Last edited: February 06, 2005


‘Gay Independence Day’

KERA 90.1 (Dallas), July 22, 2003
http://publicbroadcasting.net/kera/news.newsmain?action=article&ARTICLE_ID=524272

By Stephen Whitley, KERA 90.1 commentator

DALLAS, TX—It is hard to describe my reaction the morning I heard the Supreme Court decision in “Lawrence v. Texas.” “Finally,” I thought, “Validation that my sexual preference should not be illegal.” It’s difficult to explain to a person who is straight, white and middle-class, how it feels to constantly feel like a second-class citizen simply because of a biological imperative that makes me attracted to men, rather than women.

For years, I had felt as if I were somehow flawed, not whole. I, like most other gay people, had endured taunts and ridicule, sometimes feared for my safety, always felt like I was on the outside. On that day, which some people are calling Gay Independence Day, I didn’t feel that way.

It’s hard not to compare the gay rights struggle with the civil rights struggle, although many African Americans are disinclined to see the similarities. Gay people, for the most part, have historically been allowed to vote. Gay people have been allowed to eat in restaurants, and gay people have been able to ride buses without being forced to sit at the back. But while discrimination against gay people may be better hidden, it isn’t any less real. We still have trouble adopting or winning custody of our children. In many states, a person can still be fired just for being gay. Since 1993’s compromise “Don’t Ask, Don’t Tell,” 9,000 gays have been discharged from the armed forces. And more importantly, gay people don’t have the right to marry. This last point is a real sticking point for me. Convicted felons and even child molesters are allowed to marry, but law-abiding gay people are not. My brother lived with a woman for six years without marrying her, but at the end of that time she had more rights to half of his estate than my boyfriend would to mine if we were together twenty. While the Lawrence decision was an important first step, it is just a starting point. We still have a long way to go before we enjoy full equality.
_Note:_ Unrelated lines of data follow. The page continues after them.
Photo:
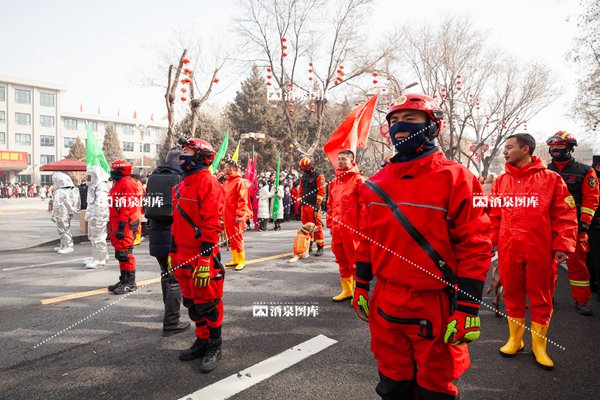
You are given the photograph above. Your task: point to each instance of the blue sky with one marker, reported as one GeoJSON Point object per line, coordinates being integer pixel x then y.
{"type": "Point", "coordinates": [104, 50]}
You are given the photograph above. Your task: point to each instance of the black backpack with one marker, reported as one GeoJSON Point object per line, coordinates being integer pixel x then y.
{"type": "Point", "coordinates": [159, 196]}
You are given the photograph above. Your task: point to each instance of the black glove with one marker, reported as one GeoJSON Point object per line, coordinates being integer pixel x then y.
{"type": "Point", "coordinates": [121, 231]}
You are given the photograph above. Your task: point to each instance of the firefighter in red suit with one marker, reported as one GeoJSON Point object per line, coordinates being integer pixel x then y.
{"type": "Point", "coordinates": [342, 219]}
{"type": "Point", "coordinates": [311, 194]}
{"type": "Point", "coordinates": [197, 210]}
{"type": "Point", "coordinates": [125, 211]}
{"type": "Point", "coordinates": [583, 185]}
{"type": "Point", "coordinates": [237, 211]}
{"type": "Point", "coordinates": [421, 314]}
{"type": "Point", "coordinates": [534, 226]}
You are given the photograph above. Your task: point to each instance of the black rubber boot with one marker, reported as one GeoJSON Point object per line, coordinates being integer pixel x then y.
{"type": "Point", "coordinates": [171, 330]}
{"type": "Point", "coordinates": [112, 288]}
{"type": "Point", "coordinates": [212, 356]}
{"type": "Point", "coordinates": [197, 350]}
{"type": "Point", "coordinates": [128, 286]}
{"type": "Point", "coordinates": [319, 251]}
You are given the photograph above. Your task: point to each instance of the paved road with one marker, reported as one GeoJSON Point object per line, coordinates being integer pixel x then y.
{"type": "Point", "coordinates": [115, 349]}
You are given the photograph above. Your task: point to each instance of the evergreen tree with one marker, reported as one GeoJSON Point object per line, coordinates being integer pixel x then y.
{"type": "Point", "coordinates": [77, 151]}
{"type": "Point", "coordinates": [111, 147]}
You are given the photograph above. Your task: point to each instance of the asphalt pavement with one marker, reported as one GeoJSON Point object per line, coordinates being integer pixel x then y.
{"type": "Point", "coordinates": [103, 346]}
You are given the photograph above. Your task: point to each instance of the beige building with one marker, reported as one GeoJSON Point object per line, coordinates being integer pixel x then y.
{"type": "Point", "coordinates": [32, 123]}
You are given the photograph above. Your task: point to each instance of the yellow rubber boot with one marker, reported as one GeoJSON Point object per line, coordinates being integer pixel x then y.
{"type": "Point", "coordinates": [515, 343]}
{"type": "Point", "coordinates": [241, 261]}
{"type": "Point", "coordinates": [538, 345]}
{"type": "Point", "coordinates": [346, 290]}
{"type": "Point", "coordinates": [234, 261]}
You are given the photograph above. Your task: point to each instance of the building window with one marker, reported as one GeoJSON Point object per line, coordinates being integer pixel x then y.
{"type": "Point", "coordinates": [47, 121]}
{"type": "Point", "coordinates": [70, 123]}
{"type": "Point", "coordinates": [23, 139]}
{"type": "Point", "coordinates": [46, 158]}
{"type": "Point", "coordinates": [47, 99]}
{"type": "Point", "coordinates": [24, 178]}
{"type": "Point", "coordinates": [22, 96]}
{"type": "Point", "coordinates": [23, 118]}
{"type": "Point", "coordinates": [47, 141]}
{"type": "Point", "coordinates": [128, 129]}
{"type": "Point", "coordinates": [46, 180]}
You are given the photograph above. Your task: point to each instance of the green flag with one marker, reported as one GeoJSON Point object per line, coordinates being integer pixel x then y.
{"type": "Point", "coordinates": [220, 154]}
{"type": "Point", "coordinates": [276, 199]}
{"type": "Point", "coordinates": [94, 155]}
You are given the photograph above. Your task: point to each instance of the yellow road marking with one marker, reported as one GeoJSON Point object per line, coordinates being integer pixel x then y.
{"type": "Point", "coordinates": [89, 293]}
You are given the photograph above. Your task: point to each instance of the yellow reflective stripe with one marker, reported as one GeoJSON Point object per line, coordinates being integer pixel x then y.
{"type": "Point", "coordinates": [579, 283]}
{"type": "Point", "coordinates": [587, 211]}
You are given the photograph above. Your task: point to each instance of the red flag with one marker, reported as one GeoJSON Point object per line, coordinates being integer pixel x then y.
{"type": "Point", "coordinates": [351, 133]}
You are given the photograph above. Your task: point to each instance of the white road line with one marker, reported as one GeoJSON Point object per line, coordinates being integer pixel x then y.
{"type": "Point", "coordinates": [225, 388]}
{"type": "Point", "coordinates": [43, 265]}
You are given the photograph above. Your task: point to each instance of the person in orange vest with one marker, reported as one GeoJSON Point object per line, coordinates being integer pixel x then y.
{"type": "Point", "coordinates": [311, 194]}
{"type": "Point", "coordinates": [125, 212]}
{"type": "Point", "coordinates": [583, 185]}
{"type": "Point", "coordinates": [342, 219]}
{"type": "Point", "coordinates": [534, 227]}
{"type": "Point", "coordinates": [238, 210]}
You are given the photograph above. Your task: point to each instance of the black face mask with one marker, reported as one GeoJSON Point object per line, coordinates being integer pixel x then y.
{"type": "Point", "coordinates": [560, 155]}
{"type": "Point", "coordinates": [116, 175]}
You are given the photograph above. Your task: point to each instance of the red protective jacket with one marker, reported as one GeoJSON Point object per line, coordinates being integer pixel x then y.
{"type": "Point", "coordinates": [436, 195]}
{"type": "Point", "coordinates": [237, 198]}
{"type": "Point", "coordinates": [202, 198]}
{"type": "Point", "coordinates": [342, 201]}
{"type": "Point", "coordinates": [549, 225]}
{"type": "Point", "coordinates": [125, 201]}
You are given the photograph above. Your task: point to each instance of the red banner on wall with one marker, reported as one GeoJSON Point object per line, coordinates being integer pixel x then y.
{"type": "Point", "coordinates": [13, 160]}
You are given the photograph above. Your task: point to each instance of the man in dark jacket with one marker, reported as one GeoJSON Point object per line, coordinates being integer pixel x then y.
{"type": "Point", "coordinates": [160, 245]}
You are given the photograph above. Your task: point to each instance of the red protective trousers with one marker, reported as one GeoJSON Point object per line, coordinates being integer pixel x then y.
{"type": "Point", "coordinates": [344, 249]}
{"type": "Point", "coordinates": [205, 305]}
{"type": "Point", "coordinates": [531, 273]}
{"type": "Point", "coordinates": [407, 337]}
{"type": "Point", "coordinates": [308, 215]}
{"type": "Point", "coordinates": [579, 276]}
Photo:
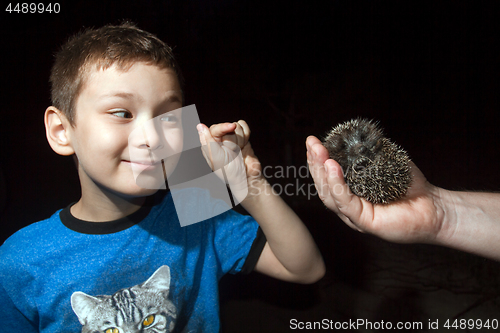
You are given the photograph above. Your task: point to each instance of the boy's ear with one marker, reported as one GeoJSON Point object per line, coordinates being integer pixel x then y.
{"type": "Point", "coordinates": [57, 129]}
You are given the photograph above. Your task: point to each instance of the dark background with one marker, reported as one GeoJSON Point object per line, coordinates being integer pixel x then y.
{"type": "Point", "coordinates": [428, 71]}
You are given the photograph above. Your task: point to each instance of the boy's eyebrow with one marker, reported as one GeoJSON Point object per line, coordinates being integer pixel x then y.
{"type": "Point", "coordinates": [175, 97]}
{"type": "Point", "coordinates": [121, 94]}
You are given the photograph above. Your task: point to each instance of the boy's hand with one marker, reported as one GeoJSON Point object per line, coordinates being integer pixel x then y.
{"type": "Point", "coordinates": [221, 144]}
{"type": "Point", "coordinates": [417, 217]}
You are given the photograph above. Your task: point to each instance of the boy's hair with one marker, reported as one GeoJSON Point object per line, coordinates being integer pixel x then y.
{"type": "Point", "coordinates": [95, 49]}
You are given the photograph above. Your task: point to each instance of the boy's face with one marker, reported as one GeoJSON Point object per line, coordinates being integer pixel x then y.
{"type": "Point", "coordinates": [111, 105]}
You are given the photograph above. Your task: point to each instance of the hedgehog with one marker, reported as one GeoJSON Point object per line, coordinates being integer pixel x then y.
{"type": "Point", "coordinates": [374, 167]}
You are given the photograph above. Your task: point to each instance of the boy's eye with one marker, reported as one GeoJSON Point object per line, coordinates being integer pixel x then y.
{"type": "Point", "coordinates": [122, 114]}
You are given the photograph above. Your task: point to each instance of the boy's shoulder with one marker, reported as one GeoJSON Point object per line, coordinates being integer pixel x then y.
{"type": "Point", "coordinates": [28, 238]}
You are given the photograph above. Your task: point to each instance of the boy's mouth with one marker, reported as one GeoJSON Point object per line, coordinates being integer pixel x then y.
{"type": "Point", "coordinates": [142, 165]}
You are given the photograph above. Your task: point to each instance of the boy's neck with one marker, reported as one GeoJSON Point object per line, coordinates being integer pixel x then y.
{"type": "Point", "coordinates": [105, 207]}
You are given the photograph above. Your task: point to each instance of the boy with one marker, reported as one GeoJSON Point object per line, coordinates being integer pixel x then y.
{"type": "Point", "coordinates": [118, 260]}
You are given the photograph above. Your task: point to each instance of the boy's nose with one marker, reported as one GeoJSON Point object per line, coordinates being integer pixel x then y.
{"type": "Point", "coordinates": [153, 135]}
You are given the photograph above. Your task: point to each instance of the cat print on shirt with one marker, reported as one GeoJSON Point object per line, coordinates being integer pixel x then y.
{"type": "Point", "coordinates": [142, 308]}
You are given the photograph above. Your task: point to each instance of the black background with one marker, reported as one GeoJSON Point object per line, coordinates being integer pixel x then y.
{"type": "Point", "coordinates": [428, 71]}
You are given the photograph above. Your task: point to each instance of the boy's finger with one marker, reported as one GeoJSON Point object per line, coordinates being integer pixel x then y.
{"type": "Point", "coordinates": [346, 202]}
{"type": "Point", "coordinates": [239, 133]}
{"type": "Point", "coordinates": [246, 130]}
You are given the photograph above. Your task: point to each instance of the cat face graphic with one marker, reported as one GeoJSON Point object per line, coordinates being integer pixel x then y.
{"type": "Point", "coordinates": [142, 308]}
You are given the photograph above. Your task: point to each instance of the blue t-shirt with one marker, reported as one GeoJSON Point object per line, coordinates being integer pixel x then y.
{"type": "Point", "coordinates": [144, 273]}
After the decision was announced, almost immediately the religious right cried out that the moral fabric of our country was crumbling. Right-wing Justice Antonin Scalia wrote in his bitter dissent—which he took the grandstanding opportunity to read aloud in court—that the “Lawrence” decision would open the door to legalized bestiality, bigamy, prostitution, and incest. Scalia predicted that the court’s decision would cause “a massive disruption of the current social order.” Other than the obvious question as to why members of the Republican Party are so concerned with bestiality, my question to Justice Scalia would be, “Didn’t opponents of the civil rights bills in the 1960’s say the same thing, that giving Blacks equal rights would forever disrupt the social order in the South and the country at large?” Maybe Trent Lott was right; and maybe ketchup is a vegetable, but most Americans don’t think so. There will always be a segment of society who hate and fear the other, and wish to make America just as it was in the 1950’s, when Blacks knew their place and “gay” meant happy.

Luckily, most Americans don’t want to go back to those days. The normally-conservative Dallas Morning News—in a surprising and brave move—is now going to accept announcements for gay couples’ commitment ceremonies. In a Newsweek live poll on the Monday after the decision, 55% of respondents said they believed gay marriage should be legal throughout the U.S. 16% said they believed in gay rights but not marriage, and only 29% said they thought homosexuality was immoral. We are nearing the Promised Land where our right to pursue happiness through marriage will be realized, and we will get there—someday.